Rum Yönetimi Başkanı Nikos Anastasiadis, Birleşmiş Milletler (BM ) Genel Sekreteri’nin Kıbrıs Özel Danışmanı Espen Barth Eide’nin hayali tavırlar içinde olduğunu savunarak “Her şeyin neredeyse çözülmüş olduğu gibi bir yanılgı içerisindeydi. Dışarıya verdiği imaj da buydu. Kendisini uyardım. Ne yazık ki beni dinlemedi” dedi.
Haftalık Kathimerini gazetesine konuşan Anastasiadis, Crans-Montana zirvesinin başarısızlığa uğramasının zirveye katılanlar ve özellikle Türkiye ile Kıbrıslı Türklerin niyetleri konusunda hayal kırıklığı ve düşüncelere yol açtığını iddia etti.
Kıbrıslı Rumlar için en büyük endişe kaynağının, “Türkiye’ye bağımlı olma ısrarı olduğunu” ve “geçmişte yaşanan, Cunta’nın anayasal düzeni bozması gibi, Kıbrıs Rum tarafını sorumlu tutacak olayların tekrarlanmasına izin verilmeyeceğini” öne süren Anastasiadis, “gerek İngiltere gerekse diğer garantör devletlerin müdahaleleri sonucunda iki toplumdan ileri gelen geçmişteki olayların, çok az sayıdaki fanatiklerin dışında, kimse tarafından ve hiçbir şekilde yeniden var olacağına inanmadığını” ifade etti.
Anastasiadis, “Nasıl bir devletin gelişeceği, bu devletin üçüncü bir ülkeden, özellikle de Türkiye’den ne kadar bağımsız olacağı ve Kıbrıslı Türklerin bizim devletimize, -bizim derken Kıbrıslıların, Kıbrıslı Rum ve Kıbrıslı Türklerin devletine- katılmakta ve yaratmakta ne kadar özgür olacakları, geleceği belirleyecek unsurdur” dedi.

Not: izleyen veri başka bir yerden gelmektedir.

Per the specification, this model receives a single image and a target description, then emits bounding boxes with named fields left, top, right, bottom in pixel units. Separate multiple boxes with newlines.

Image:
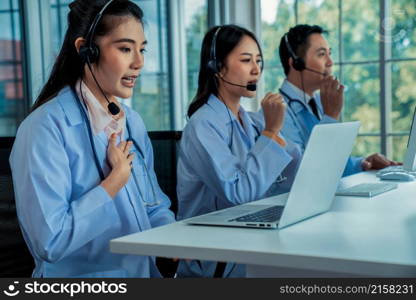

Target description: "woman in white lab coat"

left=10, top=0, right=174, bottom=277
left=177, top=25, right=298, bottom=277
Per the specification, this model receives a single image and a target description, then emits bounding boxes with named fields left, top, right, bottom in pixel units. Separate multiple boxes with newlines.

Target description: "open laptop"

left=184, top=122, right=360, bottom=228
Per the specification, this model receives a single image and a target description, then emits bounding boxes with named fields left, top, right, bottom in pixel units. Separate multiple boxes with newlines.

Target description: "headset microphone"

Crans-Montana zirvesi sonrasında Kıbrıs sorununun çözümü çabalarının “bir mola verdiğini umut ettiğini” ifade eden Anastasiadis, New York’ta gerçekleştirilecek BM Güvenlik Konseyi toplantısı sırasında yeni gelişmeler yaşanması ihtimalinin sorulması üzerine ise “bunu şimdiden öngöremeyeceğini, bu tür görüşmelerin genellikle Güvenlik Konseyi toplantısından sonra ve Genel Sekreter’in daveti üzerine gerçekleşebileceğini” belirtti.
Kararı Ulusal Konsey verecek
Anastasiadis, BM’nin yeniden harekete geçirilmesi için hangi girişimleri başlatmaları gerektiğine karar vermeden önce Ulusal Konsey toplantılarının gerçekleşmesinin ve koşulların doğru değerlendirilebilmesine imkan vermek için belirli bir zamanın geçmesi gerektiğini de vurguladı.
Türkiye’nin B ve C planlarına ilişkin açıklamaların sorulması üzerine ise Anastasiadis, her zaman mevcut tehlikeleri ve unsurları dikkate aldıklarını ancak Türkiye’nin, kendi planlarını sürdürmeyecek adımlar atacağını iddia etmenin aceleci bir davranış olacağını ifade etti.
Anastasiadis, “Türkiye’nin Almanya’daki seçimler sonrasında AB’den beklentileri olduğu, bu yüzden de Crans-Montana zirvesinin yapıldığı dönemin ‘yeterince olgunlaşmamış bir dönem’ olduğu” şeklindeki değerlendirmelerin sorulması üzerine, “konuların, özellikle de kendileri için büyük önem taşıyan ancak bugüne kadar hiç görüşülmemiş Garantiler ve Güvenlik konularının önceden hazırlıklarının iyi yapılmadığı aceleci girişimlerin, bir yandan beklentilerin artmasına, diğer yandan da beklenenden daha kötü bir başarısızlığa sebep olacağı konusunda BM Genel Sekreteri’nin Kıbrıs Özel Danışmanı Espen Barth Eide ve Cumhurbaşkanı Mustafa Akıncı’yı uyardığını savundu.
Anastasiadis, Türkiye’nin bu konuları müzakere etmeye hazır olmadığını ve AB ile müzakerelerin nasıl ilerleyeceğini görmek istediğini iddia etti.